Yep — this woman is amazing.
3. Brady Olson, Washington State Teacher
On April 27, the halls of North Thurston High School in Washington state were teeming with your typical Monday morning noises as students rushed off to make first period. That is, until a gunshot went off right before 7:30 a.m., sending students and teachers into a panic. Not Brady Olson, though — the teacher, who was standing near the teen who fired the round into the ceiling, remained calm and sprang into action. According to The Huffington Post, Olson immediately tackled the teen and kept the 16-year-old subdued until police arrived.
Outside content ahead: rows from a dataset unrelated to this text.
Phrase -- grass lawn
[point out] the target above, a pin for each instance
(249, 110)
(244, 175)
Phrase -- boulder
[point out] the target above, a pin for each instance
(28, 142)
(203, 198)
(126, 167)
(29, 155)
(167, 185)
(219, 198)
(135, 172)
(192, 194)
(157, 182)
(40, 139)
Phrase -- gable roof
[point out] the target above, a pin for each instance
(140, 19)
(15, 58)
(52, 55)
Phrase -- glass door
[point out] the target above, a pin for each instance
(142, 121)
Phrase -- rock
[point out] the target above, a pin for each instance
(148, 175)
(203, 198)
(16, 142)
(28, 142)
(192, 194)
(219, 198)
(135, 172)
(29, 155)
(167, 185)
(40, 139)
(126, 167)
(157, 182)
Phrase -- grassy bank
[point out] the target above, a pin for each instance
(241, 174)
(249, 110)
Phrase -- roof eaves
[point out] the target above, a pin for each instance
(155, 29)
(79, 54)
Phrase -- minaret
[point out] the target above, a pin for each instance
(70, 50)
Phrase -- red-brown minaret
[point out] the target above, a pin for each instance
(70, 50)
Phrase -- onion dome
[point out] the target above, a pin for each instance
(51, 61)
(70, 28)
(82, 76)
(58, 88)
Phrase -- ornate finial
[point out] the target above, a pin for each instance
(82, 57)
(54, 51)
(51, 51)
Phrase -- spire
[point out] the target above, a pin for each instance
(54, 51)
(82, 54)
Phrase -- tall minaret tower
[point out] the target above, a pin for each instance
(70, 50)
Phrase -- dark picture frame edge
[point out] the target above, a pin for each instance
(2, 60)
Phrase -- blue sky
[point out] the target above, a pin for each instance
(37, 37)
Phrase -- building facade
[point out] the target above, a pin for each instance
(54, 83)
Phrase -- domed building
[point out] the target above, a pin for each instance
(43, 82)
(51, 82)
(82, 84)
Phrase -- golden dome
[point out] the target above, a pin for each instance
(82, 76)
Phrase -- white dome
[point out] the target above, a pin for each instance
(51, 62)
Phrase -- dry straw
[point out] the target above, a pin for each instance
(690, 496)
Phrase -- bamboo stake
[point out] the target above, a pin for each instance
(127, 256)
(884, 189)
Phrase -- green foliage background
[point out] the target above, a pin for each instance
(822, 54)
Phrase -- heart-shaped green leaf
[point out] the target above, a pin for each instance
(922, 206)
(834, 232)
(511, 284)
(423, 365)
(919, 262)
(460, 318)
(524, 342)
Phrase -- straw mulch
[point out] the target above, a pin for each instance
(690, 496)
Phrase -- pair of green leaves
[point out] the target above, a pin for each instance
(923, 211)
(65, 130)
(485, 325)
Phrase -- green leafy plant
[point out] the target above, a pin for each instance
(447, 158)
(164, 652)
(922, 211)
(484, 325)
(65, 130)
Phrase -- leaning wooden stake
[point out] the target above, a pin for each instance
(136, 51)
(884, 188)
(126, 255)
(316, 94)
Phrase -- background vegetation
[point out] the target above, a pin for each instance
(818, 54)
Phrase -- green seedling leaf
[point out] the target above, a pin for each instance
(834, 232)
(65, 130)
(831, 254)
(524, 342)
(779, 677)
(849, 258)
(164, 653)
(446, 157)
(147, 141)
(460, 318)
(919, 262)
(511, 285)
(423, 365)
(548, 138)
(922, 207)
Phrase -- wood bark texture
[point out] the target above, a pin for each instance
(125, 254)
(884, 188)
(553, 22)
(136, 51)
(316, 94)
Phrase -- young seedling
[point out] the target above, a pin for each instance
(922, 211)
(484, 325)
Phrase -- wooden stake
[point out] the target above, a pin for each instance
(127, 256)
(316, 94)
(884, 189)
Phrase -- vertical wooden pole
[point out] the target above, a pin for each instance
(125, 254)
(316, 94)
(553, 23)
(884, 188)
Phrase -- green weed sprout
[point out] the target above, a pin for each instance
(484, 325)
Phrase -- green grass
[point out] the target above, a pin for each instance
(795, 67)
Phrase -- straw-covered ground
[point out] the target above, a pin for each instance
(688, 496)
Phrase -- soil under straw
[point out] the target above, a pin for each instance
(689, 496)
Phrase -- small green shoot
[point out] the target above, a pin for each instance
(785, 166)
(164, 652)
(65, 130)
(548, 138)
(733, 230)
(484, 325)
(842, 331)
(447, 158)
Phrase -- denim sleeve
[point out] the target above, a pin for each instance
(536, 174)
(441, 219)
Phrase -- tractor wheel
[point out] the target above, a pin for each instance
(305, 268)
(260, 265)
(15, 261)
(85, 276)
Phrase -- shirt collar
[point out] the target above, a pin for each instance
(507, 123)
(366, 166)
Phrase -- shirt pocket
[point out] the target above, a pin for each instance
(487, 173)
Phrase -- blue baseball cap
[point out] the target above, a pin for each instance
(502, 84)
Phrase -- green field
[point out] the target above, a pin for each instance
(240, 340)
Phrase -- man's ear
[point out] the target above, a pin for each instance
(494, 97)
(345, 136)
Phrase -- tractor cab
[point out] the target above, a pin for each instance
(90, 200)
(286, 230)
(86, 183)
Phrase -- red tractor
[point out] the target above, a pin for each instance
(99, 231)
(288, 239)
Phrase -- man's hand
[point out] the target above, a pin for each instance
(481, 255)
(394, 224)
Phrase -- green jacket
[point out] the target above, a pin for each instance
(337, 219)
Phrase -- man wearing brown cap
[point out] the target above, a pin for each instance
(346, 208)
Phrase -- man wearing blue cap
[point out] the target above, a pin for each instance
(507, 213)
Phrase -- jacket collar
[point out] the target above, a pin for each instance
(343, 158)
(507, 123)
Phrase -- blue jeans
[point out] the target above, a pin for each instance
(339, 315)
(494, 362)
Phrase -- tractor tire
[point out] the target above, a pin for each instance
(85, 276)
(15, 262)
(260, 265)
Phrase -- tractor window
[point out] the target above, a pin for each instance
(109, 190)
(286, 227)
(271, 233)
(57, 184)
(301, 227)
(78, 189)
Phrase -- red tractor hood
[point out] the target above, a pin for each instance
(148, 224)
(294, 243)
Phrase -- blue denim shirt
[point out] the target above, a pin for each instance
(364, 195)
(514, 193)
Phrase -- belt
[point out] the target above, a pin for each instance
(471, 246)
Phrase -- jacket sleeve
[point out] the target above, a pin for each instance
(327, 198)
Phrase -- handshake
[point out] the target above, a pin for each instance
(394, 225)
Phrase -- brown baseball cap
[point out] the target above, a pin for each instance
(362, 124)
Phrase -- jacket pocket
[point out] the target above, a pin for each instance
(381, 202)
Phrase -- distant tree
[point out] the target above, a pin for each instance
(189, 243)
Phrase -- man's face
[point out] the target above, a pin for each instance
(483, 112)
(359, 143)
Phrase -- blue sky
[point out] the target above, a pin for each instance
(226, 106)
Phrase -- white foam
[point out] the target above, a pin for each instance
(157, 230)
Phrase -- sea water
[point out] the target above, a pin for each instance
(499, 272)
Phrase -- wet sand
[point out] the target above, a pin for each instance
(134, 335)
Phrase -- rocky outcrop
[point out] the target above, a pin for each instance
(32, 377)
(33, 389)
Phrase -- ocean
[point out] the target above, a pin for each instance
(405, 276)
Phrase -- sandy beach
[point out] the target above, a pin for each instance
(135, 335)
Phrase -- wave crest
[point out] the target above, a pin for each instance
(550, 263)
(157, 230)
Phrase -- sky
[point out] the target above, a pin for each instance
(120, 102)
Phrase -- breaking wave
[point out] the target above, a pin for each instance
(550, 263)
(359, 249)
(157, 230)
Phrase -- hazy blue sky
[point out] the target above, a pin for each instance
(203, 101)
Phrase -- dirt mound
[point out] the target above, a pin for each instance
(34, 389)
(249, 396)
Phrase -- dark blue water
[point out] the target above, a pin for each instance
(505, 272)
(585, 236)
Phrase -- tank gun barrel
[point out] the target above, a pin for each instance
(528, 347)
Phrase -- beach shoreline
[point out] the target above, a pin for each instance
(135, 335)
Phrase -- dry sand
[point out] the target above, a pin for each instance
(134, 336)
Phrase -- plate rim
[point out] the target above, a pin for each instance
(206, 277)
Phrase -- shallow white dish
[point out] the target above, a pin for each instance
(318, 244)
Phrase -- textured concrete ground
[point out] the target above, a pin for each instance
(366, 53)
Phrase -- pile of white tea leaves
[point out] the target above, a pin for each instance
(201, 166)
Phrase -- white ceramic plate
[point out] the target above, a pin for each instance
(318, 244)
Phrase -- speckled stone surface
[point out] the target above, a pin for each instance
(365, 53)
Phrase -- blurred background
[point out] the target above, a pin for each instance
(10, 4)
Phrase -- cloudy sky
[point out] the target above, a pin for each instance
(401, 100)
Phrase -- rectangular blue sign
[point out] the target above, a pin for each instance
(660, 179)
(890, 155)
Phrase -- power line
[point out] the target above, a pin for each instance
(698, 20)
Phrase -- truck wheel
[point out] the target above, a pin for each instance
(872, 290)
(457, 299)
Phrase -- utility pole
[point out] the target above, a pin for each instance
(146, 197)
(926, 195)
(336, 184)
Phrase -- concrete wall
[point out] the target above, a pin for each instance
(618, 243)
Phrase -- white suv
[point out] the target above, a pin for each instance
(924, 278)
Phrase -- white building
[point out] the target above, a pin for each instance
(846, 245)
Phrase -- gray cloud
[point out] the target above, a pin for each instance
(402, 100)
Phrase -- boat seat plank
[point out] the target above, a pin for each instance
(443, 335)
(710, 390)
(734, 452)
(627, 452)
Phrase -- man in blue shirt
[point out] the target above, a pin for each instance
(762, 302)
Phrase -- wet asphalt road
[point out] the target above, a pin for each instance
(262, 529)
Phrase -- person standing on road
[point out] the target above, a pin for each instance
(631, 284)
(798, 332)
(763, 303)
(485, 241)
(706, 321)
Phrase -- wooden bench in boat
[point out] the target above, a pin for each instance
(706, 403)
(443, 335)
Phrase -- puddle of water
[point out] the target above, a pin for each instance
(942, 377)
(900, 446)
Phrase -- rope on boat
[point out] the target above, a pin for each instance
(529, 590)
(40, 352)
While Olson's efforts were undeniably brave, not to mention pretty selfless, it's clear he's the modest type. "As always, students come first, and today was no different," Olson wrote in a statement that was later posted to the North Thurston High School website. "I reacted in a way that any other teacher would react and at the sound of a gunshot had three other adults, including Tim Brown, Dean of Students, Principal Steve Rood, and Security Officer, Jim Beltico, going toward the sound of gun fire rather than away."
A serious hat tip to these heroic teachers and school workers — and many others out there — for putting aside their fears and saving many, many young lives as a result.